Des millions de vaccins Pfizer, maintenus à -70 degrés, à distribuer dans un mois sur tout le territoire. Voilà l'équation logistique que s'apprête à résoudre le gouvernement, les agences régionales de santé, mais surtout les industriels et les spécialistes du transport. En première ligne, les professionnels du froid et des produits de santé dits thermosensibles. Avec un défi inédit, parvenir à cryogéniser autant de doses de vaccins durant plusieurs jours et en toute sécurité.

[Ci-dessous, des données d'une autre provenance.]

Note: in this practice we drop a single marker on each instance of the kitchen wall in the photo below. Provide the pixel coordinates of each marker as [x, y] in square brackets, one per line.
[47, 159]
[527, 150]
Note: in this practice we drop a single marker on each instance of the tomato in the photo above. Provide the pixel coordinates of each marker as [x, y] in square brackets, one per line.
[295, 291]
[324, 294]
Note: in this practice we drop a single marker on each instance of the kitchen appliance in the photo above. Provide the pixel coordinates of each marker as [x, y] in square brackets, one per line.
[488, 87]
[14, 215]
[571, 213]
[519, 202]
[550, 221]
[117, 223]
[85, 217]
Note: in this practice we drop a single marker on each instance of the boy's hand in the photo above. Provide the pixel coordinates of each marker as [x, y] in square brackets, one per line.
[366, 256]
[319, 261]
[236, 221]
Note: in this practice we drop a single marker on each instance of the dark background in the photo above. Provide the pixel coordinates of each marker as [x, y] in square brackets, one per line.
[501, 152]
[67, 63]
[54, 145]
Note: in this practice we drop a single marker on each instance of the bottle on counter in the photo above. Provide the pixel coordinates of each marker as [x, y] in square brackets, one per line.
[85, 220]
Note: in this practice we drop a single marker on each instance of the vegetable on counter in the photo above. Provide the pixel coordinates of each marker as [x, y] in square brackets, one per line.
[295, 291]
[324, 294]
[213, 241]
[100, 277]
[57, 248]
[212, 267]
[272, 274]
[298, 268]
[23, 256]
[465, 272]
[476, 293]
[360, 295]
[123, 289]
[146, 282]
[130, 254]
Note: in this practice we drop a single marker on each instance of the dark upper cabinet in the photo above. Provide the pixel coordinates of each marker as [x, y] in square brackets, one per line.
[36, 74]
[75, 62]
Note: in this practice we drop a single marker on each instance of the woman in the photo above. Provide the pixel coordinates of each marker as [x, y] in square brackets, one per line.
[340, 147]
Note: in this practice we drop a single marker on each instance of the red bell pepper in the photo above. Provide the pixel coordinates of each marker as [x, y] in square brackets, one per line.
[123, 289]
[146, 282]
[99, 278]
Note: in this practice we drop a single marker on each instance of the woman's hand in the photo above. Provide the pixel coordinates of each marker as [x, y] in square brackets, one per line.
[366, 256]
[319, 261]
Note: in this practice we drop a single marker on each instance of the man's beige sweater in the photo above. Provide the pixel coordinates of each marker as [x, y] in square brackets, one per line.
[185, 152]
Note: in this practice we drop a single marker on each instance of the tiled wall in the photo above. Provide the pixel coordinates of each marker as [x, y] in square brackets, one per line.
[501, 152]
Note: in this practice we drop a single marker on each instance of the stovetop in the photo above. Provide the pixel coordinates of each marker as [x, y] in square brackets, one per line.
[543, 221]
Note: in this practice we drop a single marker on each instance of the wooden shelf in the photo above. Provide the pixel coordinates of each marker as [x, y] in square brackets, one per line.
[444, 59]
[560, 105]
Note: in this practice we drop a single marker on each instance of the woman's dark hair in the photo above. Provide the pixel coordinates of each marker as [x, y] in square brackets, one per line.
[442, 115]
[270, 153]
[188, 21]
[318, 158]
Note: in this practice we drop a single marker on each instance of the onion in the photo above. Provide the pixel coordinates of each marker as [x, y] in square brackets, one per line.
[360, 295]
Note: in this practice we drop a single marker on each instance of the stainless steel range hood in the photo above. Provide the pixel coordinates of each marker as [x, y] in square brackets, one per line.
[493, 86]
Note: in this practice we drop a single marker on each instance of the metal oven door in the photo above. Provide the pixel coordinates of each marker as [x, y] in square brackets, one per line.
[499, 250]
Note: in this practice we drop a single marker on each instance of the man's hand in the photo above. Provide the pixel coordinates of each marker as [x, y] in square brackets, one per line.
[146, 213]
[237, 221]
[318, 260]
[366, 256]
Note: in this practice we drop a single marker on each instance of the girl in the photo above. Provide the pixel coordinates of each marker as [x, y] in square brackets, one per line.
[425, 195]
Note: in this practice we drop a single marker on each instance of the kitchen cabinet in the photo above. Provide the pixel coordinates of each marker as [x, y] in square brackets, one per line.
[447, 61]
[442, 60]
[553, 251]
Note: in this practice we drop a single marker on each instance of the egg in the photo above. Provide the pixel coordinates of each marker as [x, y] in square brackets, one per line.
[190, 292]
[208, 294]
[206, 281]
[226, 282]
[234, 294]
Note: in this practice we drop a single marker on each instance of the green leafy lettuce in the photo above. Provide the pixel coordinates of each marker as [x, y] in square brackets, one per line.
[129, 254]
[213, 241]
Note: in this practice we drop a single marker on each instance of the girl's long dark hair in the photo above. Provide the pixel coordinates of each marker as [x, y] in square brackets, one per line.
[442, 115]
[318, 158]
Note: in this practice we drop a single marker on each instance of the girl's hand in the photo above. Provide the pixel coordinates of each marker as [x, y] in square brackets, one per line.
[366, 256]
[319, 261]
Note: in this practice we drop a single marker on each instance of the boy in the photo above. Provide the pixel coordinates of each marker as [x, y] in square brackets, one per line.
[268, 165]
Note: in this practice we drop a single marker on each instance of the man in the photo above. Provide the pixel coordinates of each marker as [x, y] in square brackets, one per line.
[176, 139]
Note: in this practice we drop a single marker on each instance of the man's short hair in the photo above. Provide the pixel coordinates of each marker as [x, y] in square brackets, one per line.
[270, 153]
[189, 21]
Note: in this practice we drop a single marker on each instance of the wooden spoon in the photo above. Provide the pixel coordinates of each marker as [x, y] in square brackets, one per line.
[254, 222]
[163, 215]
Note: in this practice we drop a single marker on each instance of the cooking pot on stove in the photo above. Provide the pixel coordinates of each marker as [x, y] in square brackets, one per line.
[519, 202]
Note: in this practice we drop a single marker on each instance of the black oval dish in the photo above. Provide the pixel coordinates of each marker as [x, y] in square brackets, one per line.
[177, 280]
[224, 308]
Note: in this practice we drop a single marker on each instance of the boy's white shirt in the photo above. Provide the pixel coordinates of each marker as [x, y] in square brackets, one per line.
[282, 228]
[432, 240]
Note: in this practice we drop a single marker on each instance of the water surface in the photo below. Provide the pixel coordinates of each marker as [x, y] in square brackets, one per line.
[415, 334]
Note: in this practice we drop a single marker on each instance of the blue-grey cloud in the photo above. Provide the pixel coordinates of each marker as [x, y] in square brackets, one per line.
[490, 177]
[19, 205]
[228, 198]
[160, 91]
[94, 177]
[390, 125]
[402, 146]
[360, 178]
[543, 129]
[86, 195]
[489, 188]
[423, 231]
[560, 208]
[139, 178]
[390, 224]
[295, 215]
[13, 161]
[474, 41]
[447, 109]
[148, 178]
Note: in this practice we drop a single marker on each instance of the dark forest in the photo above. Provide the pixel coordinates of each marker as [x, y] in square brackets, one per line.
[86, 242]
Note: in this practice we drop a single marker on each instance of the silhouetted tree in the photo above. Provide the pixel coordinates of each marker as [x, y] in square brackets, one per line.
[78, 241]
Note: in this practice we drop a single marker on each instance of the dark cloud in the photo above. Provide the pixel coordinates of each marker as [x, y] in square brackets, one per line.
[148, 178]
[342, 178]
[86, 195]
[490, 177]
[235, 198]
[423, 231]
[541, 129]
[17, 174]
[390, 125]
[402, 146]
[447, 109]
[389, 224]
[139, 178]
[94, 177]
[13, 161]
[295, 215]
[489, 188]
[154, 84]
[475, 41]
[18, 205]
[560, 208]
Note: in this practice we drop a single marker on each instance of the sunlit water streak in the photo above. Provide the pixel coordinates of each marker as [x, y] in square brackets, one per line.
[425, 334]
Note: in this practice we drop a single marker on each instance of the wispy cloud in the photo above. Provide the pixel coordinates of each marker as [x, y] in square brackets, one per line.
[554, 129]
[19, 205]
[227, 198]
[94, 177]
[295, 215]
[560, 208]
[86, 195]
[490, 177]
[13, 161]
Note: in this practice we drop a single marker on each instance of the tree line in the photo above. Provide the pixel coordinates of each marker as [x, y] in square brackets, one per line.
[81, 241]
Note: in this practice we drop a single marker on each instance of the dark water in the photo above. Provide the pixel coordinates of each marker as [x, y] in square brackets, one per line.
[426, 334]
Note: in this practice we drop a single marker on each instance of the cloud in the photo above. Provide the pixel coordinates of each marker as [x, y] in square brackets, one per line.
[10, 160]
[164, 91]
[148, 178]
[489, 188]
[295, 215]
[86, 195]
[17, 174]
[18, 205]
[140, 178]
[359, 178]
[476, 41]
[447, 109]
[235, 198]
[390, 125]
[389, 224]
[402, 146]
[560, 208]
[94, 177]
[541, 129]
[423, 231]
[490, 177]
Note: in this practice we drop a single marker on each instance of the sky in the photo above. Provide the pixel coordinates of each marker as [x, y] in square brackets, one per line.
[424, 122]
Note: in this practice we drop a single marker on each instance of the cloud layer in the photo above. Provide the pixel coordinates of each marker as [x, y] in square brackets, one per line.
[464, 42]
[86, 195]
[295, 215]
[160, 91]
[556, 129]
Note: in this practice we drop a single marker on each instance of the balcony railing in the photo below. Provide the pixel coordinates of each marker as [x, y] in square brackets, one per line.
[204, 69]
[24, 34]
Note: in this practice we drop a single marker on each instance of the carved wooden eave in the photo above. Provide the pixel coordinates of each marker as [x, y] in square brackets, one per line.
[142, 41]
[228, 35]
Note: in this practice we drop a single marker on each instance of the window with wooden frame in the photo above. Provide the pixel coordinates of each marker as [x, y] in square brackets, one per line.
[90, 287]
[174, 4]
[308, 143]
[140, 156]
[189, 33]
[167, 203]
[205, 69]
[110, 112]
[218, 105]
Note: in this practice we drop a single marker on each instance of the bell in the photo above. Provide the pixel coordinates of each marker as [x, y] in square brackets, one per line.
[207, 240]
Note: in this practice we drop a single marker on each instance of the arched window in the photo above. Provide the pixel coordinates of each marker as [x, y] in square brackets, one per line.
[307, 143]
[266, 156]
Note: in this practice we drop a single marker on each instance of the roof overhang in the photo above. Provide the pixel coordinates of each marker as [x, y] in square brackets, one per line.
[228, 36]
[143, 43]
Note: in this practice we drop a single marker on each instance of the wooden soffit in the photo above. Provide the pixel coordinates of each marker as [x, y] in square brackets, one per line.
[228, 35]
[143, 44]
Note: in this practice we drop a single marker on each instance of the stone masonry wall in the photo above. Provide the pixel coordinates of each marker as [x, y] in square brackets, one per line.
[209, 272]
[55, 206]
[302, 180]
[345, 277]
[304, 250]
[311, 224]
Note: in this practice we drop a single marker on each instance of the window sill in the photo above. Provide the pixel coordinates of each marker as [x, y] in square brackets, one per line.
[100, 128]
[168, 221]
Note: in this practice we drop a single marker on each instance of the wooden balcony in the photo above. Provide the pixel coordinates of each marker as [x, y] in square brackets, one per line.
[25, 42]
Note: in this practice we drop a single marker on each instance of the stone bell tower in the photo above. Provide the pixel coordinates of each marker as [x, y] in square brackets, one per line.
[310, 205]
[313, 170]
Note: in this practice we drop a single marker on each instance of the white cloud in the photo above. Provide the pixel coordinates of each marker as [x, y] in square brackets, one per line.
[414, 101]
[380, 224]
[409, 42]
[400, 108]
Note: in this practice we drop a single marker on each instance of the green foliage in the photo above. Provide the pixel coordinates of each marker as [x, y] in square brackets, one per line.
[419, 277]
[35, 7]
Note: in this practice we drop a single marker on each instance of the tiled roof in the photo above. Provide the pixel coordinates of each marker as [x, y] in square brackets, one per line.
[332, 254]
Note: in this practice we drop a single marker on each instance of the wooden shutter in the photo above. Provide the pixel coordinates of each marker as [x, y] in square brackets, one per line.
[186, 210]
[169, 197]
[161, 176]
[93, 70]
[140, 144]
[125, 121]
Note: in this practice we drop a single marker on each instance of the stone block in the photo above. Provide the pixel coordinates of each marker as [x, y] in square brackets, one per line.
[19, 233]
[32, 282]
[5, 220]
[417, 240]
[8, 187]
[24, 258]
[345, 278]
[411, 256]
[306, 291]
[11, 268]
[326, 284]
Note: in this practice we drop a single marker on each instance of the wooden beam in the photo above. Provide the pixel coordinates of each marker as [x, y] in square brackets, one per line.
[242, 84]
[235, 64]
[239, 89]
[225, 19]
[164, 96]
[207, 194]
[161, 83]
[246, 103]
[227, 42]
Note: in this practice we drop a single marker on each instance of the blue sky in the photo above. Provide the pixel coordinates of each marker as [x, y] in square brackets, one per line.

Une logistique suffisante pour la distribution, mais la conservation lors du transport reste à inventer
"Du côté de la distribution, il n'y a aucun problème, affirme Jean-Eudes Tesson, président de la Chaîne logistique du froid, une fédération de professionnels de la filière. Par rapport à la logistique à température dirigée, qui concerne aussi bien l'agro-alimentaire que les produits de santé, quelques millions de vaccins, c'est "peanuts"". Le problème est ailleurs. "Le transport et le conditionnement de ce type de marchandises n'est pas du tout le même que pour de l'alimentaire. La qualification, la validation et la certification sont beaucoup plus rigoureuses. Et donc la responsabilité pour les acteurs du froid".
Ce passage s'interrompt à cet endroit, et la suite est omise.